Web Analytics: HTTP Log Import Through EJBs
Original Publication Date: 2002-Sep-14
Included in the Prior Art Database: 2003-Jun-21
As the world wide web has increased in popularity, the amount of traffic to web sites is constantly growing. Numerous techniques have been adopted to cope with this increased traffic. Web sites have been optimized to reduce the amount of data transmitted. Caches have been developed to take some of the load off of web servers. Web servers themselves are being load balanced and clustered. What appears to an end user as one web site may be tens or even hundreds of machines that are needed to ensure that every visitor gets a prompt response. All of these techniques optimize the end user's experience on the web site, and high traffic web sites are perfectly capable of serving millions of hits per day. However, this amount of traffic generates a vast amount of logged data about visitors, and traditional methods of web analytics are becoming unable to cope with it all.

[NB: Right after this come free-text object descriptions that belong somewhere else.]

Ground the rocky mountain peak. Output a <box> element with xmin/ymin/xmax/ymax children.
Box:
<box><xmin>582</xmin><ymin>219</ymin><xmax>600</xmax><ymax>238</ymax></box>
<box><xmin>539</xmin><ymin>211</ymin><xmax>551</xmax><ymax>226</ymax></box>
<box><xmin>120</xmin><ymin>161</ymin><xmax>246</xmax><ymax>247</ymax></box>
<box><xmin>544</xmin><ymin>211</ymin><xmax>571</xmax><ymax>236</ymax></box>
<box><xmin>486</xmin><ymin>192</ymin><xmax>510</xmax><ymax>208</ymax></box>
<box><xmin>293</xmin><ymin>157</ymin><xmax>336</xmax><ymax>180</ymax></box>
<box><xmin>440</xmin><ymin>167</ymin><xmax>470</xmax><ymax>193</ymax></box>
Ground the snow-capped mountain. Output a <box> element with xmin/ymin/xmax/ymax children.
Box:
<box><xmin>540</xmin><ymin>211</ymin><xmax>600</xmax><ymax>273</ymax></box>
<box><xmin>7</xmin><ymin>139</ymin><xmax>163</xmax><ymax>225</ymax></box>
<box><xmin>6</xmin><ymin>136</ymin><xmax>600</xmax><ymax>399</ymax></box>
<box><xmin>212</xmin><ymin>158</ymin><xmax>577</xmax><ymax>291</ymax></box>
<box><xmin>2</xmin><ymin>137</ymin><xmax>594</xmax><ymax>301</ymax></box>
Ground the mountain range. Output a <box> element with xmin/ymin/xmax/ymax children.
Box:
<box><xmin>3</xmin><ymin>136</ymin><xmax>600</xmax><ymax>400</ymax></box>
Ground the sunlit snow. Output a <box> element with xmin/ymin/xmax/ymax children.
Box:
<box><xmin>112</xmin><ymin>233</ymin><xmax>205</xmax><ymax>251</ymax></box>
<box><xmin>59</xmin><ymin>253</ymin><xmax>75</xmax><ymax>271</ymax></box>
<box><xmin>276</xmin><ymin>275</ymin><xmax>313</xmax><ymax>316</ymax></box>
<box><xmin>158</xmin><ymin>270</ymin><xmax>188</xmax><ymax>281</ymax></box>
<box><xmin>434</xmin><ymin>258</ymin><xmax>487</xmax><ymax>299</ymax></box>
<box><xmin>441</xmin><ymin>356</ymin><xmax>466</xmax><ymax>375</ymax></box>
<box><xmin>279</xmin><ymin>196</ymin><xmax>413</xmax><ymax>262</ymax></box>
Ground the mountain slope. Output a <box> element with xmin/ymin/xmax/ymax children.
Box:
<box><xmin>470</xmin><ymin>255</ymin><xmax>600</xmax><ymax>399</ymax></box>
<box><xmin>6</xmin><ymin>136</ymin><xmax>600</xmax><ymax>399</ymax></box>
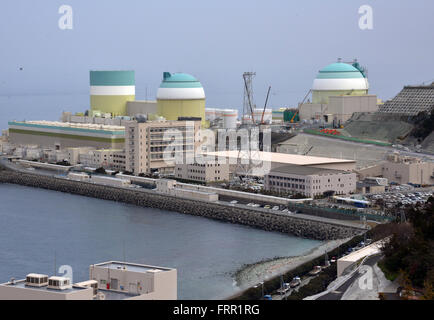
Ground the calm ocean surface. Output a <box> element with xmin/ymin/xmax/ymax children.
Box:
<box><xmin>0</xmin><ymin>184</ymin><xmax>322</xmax><ymax>299</ymax></box>
<box><xmin>0</xmin><ymin>93</ymin><xmax>88</xmax><ymax>130</ymax></box>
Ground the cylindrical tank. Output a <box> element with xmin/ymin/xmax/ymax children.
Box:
<box><xmin>223</xmin><ymin>109</ymin><xmax>238</xmax><ymax>129</ymax></box>
<box><xmin>262</xmin><ymin>108</ymin><xmax>272</xmax><ymax>124</ymax></box>
<box><xmin>215</xmin><ymin>109</ymin><xmax>224</xmax><ymax>119</ymax></box>
<box><xmin>242</xmin><ymin>114</ymin><xmax>253</xmax><ymax>124</ymax></box>
<box><xmin>253</xmin><ymin>108</ymin><xmax>272</xmax><ymax>124</ymax></box>
<box><xmin>205</xmin><ymin>108</ymin><xmax>216</xmax><ymax>122</ymax></box>
<box><xmin>156</xmin><ymin>72</ymin><xmax>206</xmax><ymax>127</ymax></box>
<box><xmin>90</xmin><ymin>70</ymin><xmax>135</xmax><ymax>116</ymax></box>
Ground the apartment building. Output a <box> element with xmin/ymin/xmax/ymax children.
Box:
<box><xmin>175</xmin><ymin>159</ymin><xmax>230</xmax><ymax>183</ymax></box>
<box><xmin>125</xmin><ymin>120</ymin><xmax>201</xmax><ymax>175</ymax></box>
<box><xmin>264</xmin><ymin>164</ymin><xmax>357</xmax><ymax>197</ymax></box>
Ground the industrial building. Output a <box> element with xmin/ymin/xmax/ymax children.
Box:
<box><xmin>205</xmin><ymin>108</ymin><xmax>239</xmax><ymax>129</ymax></box>
<box><xmin>157</xmin><ymin>72</ymin><xmax>207</xmax><ymax>127</ymax></box>
<box><xmin>356</xmin><ymin>177</ymin><xmax>387</xmax><ymax>194</ymax></box>
<box><xmin>357</xmin><ymin>153</ymin><xmax>434</xmax><ymax>186</ymax></box>
<box><xmin>0</xmin><ymin>261</ymin><xmax>177</xmax><ymax>300</ymax></box>
<box><xmin>126</xmin><ymin>100</ymin><xmax>158</xmax><ymax>118</ymax></box>
<box><xmin>299</xmin><ymin>94</ymin><xmax>378</xmax><ymax>124</ymax></box>
<box><xmin>125</xmin><ymin>119</ymin><xmax>202</xmax><ymax>175</ymax></box>
<box><xmin>90</xmin><ymin>70</ymin><xmax>135</xmax><ymax>117</ymax></box>
<box><xmin>175</xmin><ymin>160</ymin><xmax>230</xmax><ymax>183</ymax></box>
<box><xmin>264</xmin><ymin>165</ymin><xmax>357</xmax><ymax>197</ymax></box>
<box><xmin>298</xmin><ymin>60</ymin><xmax>379</xmax><ymax>126</ymax></box>
<box><xmin>378</xmin><ymin>83</ymin><xmax>434</xmax><ymax>115</ymax></box>
<box><xmin>78</xmin><ymin>149</ymin><xmax>126</xmax><ymax>171</ymax></box>
<box><xmin>8</xmin><ymin>121</ymin><xmax>125</xmax><ymax>150</ymax></box>
<box><xmin>154</xmin><ymin>179</ymin><xmax>219</xmax><ymax>202</ymax></box>
<box><xmin>207</xmin><ymin>150</ymin><xmax>356</xmax><ymax>177</ymax></box>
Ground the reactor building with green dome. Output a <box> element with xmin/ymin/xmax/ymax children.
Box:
<box><xmin>312</xmin><ymin>61</ymin><xmax>369</xmax><ymax>104</ymax></box>
<box><xmin>299</xmin><ymin>59</ymin><xmax>378</xmax><ymax>127</ymax></box>
<box><xmin>90</xmin><ymin>70</ymin><xmax>135</xmax><ymax>117</ymax></box>
<box><xmin>156</xmin><ymin>72</ymin><xmax>207</xmax><ymax>127</ymax></box>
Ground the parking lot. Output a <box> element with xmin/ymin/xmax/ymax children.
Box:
<box><xmin>368</xmin><ymin>190</ymin><xmax>433</xmax><ymax>208</ymax></box>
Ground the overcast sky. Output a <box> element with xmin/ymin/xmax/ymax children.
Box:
<box><xmin>0</xmin><ymin>0</ymin><xmax>433</xmax><ymax>108</ymax></box>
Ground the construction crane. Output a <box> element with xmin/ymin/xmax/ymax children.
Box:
<box><xmin>291</xmin><ymin>89</ymin><xmax>312</xmax><ymax>123</ymax></box>
<box><xmin>260</xmin><ymin>86</ymin><xmax>271</xmax><ymax>125</ymax></box>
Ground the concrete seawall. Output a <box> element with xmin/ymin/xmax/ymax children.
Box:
<box><xmin>0</xmin><ymin>167</ymin><xmax>364</xmax><ymax>241</ymax></box>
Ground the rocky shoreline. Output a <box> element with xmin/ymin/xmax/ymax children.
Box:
<box><xmin>233</xmin><ymin>238</ymin><xmax>351</xmax><ymax>290</ymax></box>
<box><xmin>0</xmin><ymin>166</ymin><xmax>364</xmax><ymax>241</ymax></box>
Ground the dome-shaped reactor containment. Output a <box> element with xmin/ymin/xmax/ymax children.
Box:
<box><xmin>156</xmin><ymin>72</ymin><xmax>206</xmax><ymax>127</ymax></box>
<box><xmin>311</xmin><ymin>62</ymin><xmax>369</xmax><ymax>104</ymax></box>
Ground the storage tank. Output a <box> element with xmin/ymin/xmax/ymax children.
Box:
<box><xmin>90</xmin><ymin>70</ymin><xmax>135</xmax><ymax>116</ymax></box>
<box><xmin>223</xmin><ymin>109</ymin><xmax>238</xmax><ymax>129</ymax></box>
<box><xmin>205</xmin><ymin>108</ymin><xmax>216</xmax><ymax>122</ymax></box>
<box><xmin>215</xmin><ymin>109</ymin><xmax>224</xmax><ymax>119</ymax></box>
<box><xmin>156</xmin><ymin>72</ymin><xmax>206</xmax><ymax>127</ymax></box>
<box><xmin>242</xmin><ymin>114</ymin><xmax>253</xmax><ymax>124</ymax></box>
<box><xmin>253</xmin><ymin>108</ymin><xmax>272</xmax><ymax>124</ymax></box>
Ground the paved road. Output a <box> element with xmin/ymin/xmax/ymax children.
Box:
<box><xmin>317</xmin><ymin>254</ymin><xmax>383</xmax><ymax>300</ymax></box>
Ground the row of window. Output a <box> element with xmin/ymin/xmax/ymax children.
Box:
<box><xmin>271</xmin><ymin>181</ymin><xmax>306</xmax><ymax>190</ymax></box>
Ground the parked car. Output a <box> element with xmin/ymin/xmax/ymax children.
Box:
<box><xmin>289</xmin><ymin>277</ymin><xmax>301</xmax><ymax>288</ymax></box>
<box><xmin>308</xmin><ymin>266</ymin><xmax>322</xmax><ymax>276</ymax></box>
<box><xmin>272</xmin><ymin>206</ymin><xmax>280</xmax><ymax>210</ymax></box>
<box><xmin>277</xmin><ymin>283</ymin><xmax>291</xmax><ymax>294</ymax></box>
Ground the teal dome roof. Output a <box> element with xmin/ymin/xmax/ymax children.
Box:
<box><xmin>160</xmin><ymin>72</ymin><xmax>203</xmax><ymax>88</ymax></box>
<box><xmin>316</xmin><ymin>63</ymin><xmax>364</xmax><ymax>79</ymax></box>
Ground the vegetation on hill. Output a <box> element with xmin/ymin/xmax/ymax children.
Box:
<box><xmin>378</xmin><ymin>196</ymin><xmax>434</xmax><ymax>298</ymax></box>
<box><xmin>409</xmin><ymin>109</ymin><xmax>434</xmax><ymax>142</ymax></box>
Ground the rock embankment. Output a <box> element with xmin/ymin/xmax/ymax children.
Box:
<box><xmin>0</xmin><ymin>168</ymin><xmax>363</xmax><ymax>240</ymax></box>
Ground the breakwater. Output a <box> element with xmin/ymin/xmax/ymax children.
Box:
<box><xmin>0</xmin><ymin>167</ymin><xmax>363</xmax><ymax>240</ymax></box>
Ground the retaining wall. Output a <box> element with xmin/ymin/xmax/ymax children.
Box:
<box><xmin>0</xmin><ymin>167</ymin><xmax>363</xmax><ymax>241</ymax></box>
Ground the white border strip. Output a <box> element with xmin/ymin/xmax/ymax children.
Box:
<box><xmin>157</xmin><ymin>87</ymin><xmax>205</xmax><ymax>100</ymax></box>
<box><xmin>90</xmin><ymin>86</ymin><xmax>135</xmax><ymax>96</ymax></box>
<box><xmin>312</xmin><ymin>78</ymin><xmax>369</xmax><ymax>91</ymax></box>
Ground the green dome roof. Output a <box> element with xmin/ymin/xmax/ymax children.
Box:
<box><xmin>160</xmin><ymin>72</ymin><xmax>203</xmax><ymax>88</ymax></box>
<box><xmin>316</xmin><ymin>63</ymin><xmax>364</xmax><ymax>79</ymax></box>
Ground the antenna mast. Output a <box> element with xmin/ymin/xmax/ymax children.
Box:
<box><xmin>242</xmin><ymin>72</ymin><xmax>256</xmax><ymax>124</ymax></box>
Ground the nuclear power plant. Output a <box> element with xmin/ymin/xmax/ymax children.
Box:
<box><xmin>90</xmin><ymin>70</ymin><xmax>136</xmax><ymax>117</ymax></box>
<box><xmin>156</xmin><ymin>72</ymin><xmax>206</xmax><ymax>127</ymax></box>
<box><xmin>298</xmin><ymin>59</ymin><xmax>379</xmax><ymax>127</ymax></box>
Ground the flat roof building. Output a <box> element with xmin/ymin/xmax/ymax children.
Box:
<box><xmin>264</xmin><ymin>164</ymin><xmax>357</xmax><ymax>197</ymax></box>
<box><xmin>125</xmin><ymin>119</ymin><xmax>202</xmax><ymax>175</ymax></box>
<box><xmin>8</xmin><ymin>120</ymin><xmax>125</xmax><ymax>150</ymax></box>
<box><xmin>175</xmin><ymin>160</ymin><xmax>230</xmax><ymax>184</ymax></box>
<box><xmin>0</xmin><ymin>261</ymin><xmax>177</xmax><ymax>300</ymax></box>
<box><xmin>207</xmin><ymin>150</ymin><xmax>356</xmax><ymax>177</ymax></box>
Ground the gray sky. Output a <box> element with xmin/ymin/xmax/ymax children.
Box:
<box><xmin>0</xmin><ymin>0</ymin><xmax>433</xmax><ymax>108</ymax></box>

The traditional method for processing HTTP log files is to process each file from start to end. A single unit of work (thread or process) generally handles the entire file. This unit of work (thread or process) opens the file and begins reading, processing the file's data as it goes along. From an analysis viewpoint, there is a relationship between records a session. Processing a file from start to end within a single unit of work allows the analysis process to easily accumulate records into a session. The process handling the log file is able to process log data at a fixed rate. In order to increase the amount of data processed in a given time, faster hardware is required. However, load balancing can increase the amount of log data to be processed far beyond the capabilities of the fastest hardware there is just no way a single machine can keep up with the data generated by a cluster or tens or hundreds of machines.